Breast Cancer Patients' Cognitive Symptoms After Information About Chemotherapy-Related Cognitive Symptoms (CONTEXT)

March 21, 2021 updated by: Wendy Jacobs, Radboud University Medical Center

Downsides of Being Well-Informed: Tracking and Preventing Chemotherapy-Related Cognitive Problems in Breast Cancer Patients

Previous cross-sectional studies have shown that informing cancer patients about potential chemotherapy-related cognitive symptoms may negatively affect perceived cognitive symptoms and verbal memory performance. A multicenter, randomized study in newly diagnosed breast cancer patients receiving (neo) adjuvant chemotherapy was performed to evaluate this Adverse Information Effect (AIE) over time and investigated whether inviting patients to self-affirm can reduce such AIEs on perceived cognitive symptoms and cognitive test performance.

Study Overview

Status

Completed

Conditions

Intervention / Treatment

Detailed Description

Rationale:

Although information about their treatment and its side-effects is requested by cancer patients, is vital for informed decision making and can positively impact patients' health outcomes and illness perceptions, this kind of information can also adversely impact perceived cognitive symptoms and cognitive test performance. Previous studies have shown that informing cancer patients about potential chemotherapy-related cognitive symptoms may negatively affect perceived cognitive symptoms and verbal memory performance. A multicenter, randomized study in newly diagnosed breast cancer patients receiving (neo) adjuvant chemotherapy was performed to evaluate this Adverse Information Effect (AIE) over time and investigated whether inviting patients to self-affirm can reduce such AIEs on perceived cognitive symptoms and cognitive test performance.

Main objectives and hypotheses:

The overall aim of the study was to investigate the occurrence and duration of AIEs on the perceived frequency of cognitive symptoms, the perceived severity of cognitive symptoms and cognitive performance in breast cancer patients, and to examine ways to reduce such AIEs.

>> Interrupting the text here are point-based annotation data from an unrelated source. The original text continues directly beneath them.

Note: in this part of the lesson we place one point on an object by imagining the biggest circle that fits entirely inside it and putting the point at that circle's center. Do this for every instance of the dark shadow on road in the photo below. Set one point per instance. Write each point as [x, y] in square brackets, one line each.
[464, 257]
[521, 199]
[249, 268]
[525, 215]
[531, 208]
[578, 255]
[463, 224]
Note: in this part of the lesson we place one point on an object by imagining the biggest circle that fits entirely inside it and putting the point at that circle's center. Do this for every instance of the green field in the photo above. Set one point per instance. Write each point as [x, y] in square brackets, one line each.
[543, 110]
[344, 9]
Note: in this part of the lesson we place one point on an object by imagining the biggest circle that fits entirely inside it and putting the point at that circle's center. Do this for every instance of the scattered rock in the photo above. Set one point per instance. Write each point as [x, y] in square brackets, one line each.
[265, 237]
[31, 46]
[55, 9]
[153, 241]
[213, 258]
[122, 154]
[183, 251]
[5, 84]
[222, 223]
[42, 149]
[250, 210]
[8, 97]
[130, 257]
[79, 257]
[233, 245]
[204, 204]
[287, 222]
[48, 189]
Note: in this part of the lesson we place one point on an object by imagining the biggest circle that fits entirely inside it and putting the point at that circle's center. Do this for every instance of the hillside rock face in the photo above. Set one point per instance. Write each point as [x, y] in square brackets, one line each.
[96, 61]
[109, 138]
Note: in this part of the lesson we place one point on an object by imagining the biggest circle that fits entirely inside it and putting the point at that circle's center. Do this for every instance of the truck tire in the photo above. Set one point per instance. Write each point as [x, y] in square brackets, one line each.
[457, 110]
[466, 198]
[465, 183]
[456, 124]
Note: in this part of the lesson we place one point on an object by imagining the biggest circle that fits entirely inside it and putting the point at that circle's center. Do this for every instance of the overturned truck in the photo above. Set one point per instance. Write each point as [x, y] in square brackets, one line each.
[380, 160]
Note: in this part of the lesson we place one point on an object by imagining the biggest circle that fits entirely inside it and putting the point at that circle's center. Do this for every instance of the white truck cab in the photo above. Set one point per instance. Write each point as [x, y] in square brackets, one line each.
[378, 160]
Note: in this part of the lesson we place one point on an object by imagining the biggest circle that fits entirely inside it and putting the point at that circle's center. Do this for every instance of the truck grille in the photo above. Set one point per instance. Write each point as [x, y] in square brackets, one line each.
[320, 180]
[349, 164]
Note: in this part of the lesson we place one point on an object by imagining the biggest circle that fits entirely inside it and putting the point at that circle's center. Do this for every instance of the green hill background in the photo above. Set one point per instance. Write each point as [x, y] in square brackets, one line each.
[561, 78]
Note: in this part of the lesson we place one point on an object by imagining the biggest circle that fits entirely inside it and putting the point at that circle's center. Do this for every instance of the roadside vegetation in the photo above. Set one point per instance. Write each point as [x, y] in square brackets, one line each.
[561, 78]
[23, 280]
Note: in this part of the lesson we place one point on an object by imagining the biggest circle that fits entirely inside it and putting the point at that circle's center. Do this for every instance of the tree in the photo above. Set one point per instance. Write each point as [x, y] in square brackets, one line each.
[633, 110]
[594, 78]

First, evaluated the effect of providing breast cancer patients with additional factual written information about potential chemotherapy-related cognitive symptoms before chemotherapy-initiation on perceived cognitive symptoms and cognitive performance was evaluated, and the duration of such effects was assessed. Building on previous findings that breast cancer patients showed an increase in perceived cognitive symptoms and a decrease in verbal memory performance after receiving cognitive side-effect information, it was hypothesized that communicating about potential chemotherapy-related cognitive symptoms will result in AIEs, and it was explored to what extent these AIEs persist over time. Second, this study aimed to translate the beneficial effects of self-affirmation to the oncology domain, and examined the efficacy of a text-integrated self-affirmation intervention in reducing the impact of AIEs on perceived cognitive symptoms and cognitive performance in breast cancer patients when communicating about chemotherapy-related cognitive symptoms. It was hypothesized that a textual self-affirmation intervention would reduce AIEs in breast cancer patients, building on evidence from health promotion and stereotype threat research outside the oncology domain that individuals' self-concepts can be affirmed via text-integrated health messages and that allowing individuals the opportunity for self-affirmation can reduce stereotype threat effects.

The main research questions were:

  1. Does written information about potential chemotherapy-related cognitive symptoms presented only once before treatment-initiation affect short- and longer-term perceived cognitive symptoms (the perceived frequency and severity of cognitive symptoms) and cognitive performance (verbal memory performance, information processing speed, executive functioning) in newly diagnosed breast cancer patients scheduled for (neo) adjuvant chemotherapy?
  2. Does providing newly diagnosed breast cancer patients with a text integrated self-affirmation intervention after being informed about potential chemotherapy-related cognitive symptoms reduce AIEs on short- and longer-term perceived cognitive symptoms and cognitive performance?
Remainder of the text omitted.